A possible agreement in November

''Iran is not ready to conclude an agreement in Algiers on the freezing of crude oil production'', stated Tehran’s oil minister, Bijan Namdar Zanganeh, on the eve of the informal meeting of the OPEC countries. "Reaching an agreement in two days is not on our agenda. We need time and more extensive consultations", added the minister, observing that an agreement could be reached during the summit in Vienna on November 30. On the other hand, its Saudi counterpart, Khalid al-Falih, also reminded reporters this morning that the meeting in Algiers is only a ''consultative meeting''. ''We will consult with everyone'', he said, ''we will listen to various points of view, we will listen to the secretariat of OPEC and also consumer countries''. Al-Falih was also optimistic regarding the oil market: ''The market'', he explained, ''is going in the right direction, slower than we hoped a few months ago, but the fundamentals are moving in the right direction. There will be a rebalancing of the market but more time will be needed than we hoped''. Its speed, added the minister, also depends on a possible agreement on production. If there is a consensus on one in the next few months, Saudi Arabia will be with the consensus view''.

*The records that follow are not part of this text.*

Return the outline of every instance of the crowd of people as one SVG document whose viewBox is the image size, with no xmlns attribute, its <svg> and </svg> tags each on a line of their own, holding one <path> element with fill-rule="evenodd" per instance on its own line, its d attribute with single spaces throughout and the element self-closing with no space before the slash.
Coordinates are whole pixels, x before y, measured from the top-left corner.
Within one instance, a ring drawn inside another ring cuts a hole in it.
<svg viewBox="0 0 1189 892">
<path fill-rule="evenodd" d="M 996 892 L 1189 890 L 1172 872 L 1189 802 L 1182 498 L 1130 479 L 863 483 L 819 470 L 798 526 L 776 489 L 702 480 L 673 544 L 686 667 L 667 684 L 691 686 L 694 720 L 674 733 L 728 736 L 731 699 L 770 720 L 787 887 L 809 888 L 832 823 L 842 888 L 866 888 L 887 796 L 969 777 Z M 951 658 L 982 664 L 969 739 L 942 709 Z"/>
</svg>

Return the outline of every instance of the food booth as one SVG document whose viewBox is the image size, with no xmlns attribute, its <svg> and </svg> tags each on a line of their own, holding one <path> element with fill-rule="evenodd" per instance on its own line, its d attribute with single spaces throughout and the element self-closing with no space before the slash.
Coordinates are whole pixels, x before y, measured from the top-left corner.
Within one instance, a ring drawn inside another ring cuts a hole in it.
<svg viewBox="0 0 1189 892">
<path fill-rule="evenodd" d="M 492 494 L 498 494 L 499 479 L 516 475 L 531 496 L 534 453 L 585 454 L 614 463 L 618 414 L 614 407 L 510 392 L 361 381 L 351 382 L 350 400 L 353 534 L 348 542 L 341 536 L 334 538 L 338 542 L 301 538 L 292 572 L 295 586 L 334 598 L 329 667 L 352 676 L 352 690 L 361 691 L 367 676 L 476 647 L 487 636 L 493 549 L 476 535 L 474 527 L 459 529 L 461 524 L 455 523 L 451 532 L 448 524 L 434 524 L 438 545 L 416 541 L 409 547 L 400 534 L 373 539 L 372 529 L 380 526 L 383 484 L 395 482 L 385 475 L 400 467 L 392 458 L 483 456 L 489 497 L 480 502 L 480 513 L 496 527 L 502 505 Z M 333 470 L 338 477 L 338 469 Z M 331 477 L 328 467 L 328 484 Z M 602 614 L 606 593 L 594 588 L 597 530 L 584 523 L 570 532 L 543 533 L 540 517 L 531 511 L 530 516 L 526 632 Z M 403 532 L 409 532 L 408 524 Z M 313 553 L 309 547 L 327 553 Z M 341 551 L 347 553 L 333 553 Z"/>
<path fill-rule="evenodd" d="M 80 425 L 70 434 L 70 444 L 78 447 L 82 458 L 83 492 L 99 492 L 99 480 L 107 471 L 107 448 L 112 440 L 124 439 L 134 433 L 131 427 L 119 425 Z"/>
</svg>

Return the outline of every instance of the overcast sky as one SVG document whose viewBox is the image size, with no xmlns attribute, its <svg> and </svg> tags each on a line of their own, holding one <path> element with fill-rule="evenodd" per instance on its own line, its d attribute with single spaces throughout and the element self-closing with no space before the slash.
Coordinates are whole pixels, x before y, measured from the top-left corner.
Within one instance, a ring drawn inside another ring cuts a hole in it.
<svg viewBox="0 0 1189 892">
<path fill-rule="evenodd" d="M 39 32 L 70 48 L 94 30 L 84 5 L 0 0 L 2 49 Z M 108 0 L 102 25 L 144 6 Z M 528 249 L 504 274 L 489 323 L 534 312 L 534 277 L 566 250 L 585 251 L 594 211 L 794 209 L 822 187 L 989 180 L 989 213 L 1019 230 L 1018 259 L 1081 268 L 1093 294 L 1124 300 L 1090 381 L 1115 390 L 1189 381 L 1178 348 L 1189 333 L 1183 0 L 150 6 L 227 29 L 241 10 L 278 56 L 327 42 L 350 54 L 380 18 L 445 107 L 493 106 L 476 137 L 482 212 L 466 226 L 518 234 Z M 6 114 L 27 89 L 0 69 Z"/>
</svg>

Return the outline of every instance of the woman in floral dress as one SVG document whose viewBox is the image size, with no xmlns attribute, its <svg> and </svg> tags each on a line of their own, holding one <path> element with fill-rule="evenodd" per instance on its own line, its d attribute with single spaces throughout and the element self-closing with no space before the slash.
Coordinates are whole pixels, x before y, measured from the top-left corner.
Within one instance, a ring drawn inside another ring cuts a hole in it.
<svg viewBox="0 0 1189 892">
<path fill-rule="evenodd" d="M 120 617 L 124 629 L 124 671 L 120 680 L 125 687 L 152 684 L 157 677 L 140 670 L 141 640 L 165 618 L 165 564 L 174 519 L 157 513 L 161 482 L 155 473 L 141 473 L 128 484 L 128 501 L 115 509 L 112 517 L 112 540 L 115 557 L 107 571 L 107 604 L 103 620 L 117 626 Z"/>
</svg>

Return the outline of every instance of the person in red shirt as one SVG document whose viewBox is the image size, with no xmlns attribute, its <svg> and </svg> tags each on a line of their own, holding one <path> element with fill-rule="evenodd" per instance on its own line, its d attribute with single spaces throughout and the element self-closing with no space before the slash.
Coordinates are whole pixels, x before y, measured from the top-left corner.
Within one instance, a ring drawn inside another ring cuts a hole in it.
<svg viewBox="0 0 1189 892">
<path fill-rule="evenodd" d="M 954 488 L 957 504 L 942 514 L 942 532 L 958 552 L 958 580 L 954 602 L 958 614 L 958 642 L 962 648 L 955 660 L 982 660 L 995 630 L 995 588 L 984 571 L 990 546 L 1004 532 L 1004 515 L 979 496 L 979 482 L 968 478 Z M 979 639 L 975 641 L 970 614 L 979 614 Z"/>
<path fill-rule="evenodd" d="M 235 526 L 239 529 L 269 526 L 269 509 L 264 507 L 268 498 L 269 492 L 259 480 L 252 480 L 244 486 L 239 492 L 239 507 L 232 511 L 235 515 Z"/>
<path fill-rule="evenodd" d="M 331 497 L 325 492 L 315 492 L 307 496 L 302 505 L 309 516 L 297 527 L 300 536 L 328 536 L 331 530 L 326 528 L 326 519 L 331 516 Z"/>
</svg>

The positions of Riyadh and Tehran

A consensus that, for the moment, does not seem within reach due to the irreconcilable positions of Riyadh and Tehran. According to rumors circulating last week, Riyadh would be willing to reduce its crude oil production provided that Iran is willing to freeze its production. This would be a step forward for the Kingdom which has previously always refused to discuss cuts in output. Tehran, whose production stands at 3.6 million barrels a day, continues, however, to defend its right to increase it to 4.1-4.2 million barrels; while the OPEC countries in the Gulf would like this to remain under 4 million. Russia’s energy minister, Aleksandr Novak, is today expected to meet Zanganeh in an attempt to persuade him to collaborate. In this sense, pressures on Iran are also expected to come from Qatar and Algeria, but, at this point, the possibility of an agreement being reached tomorrow appears very remote.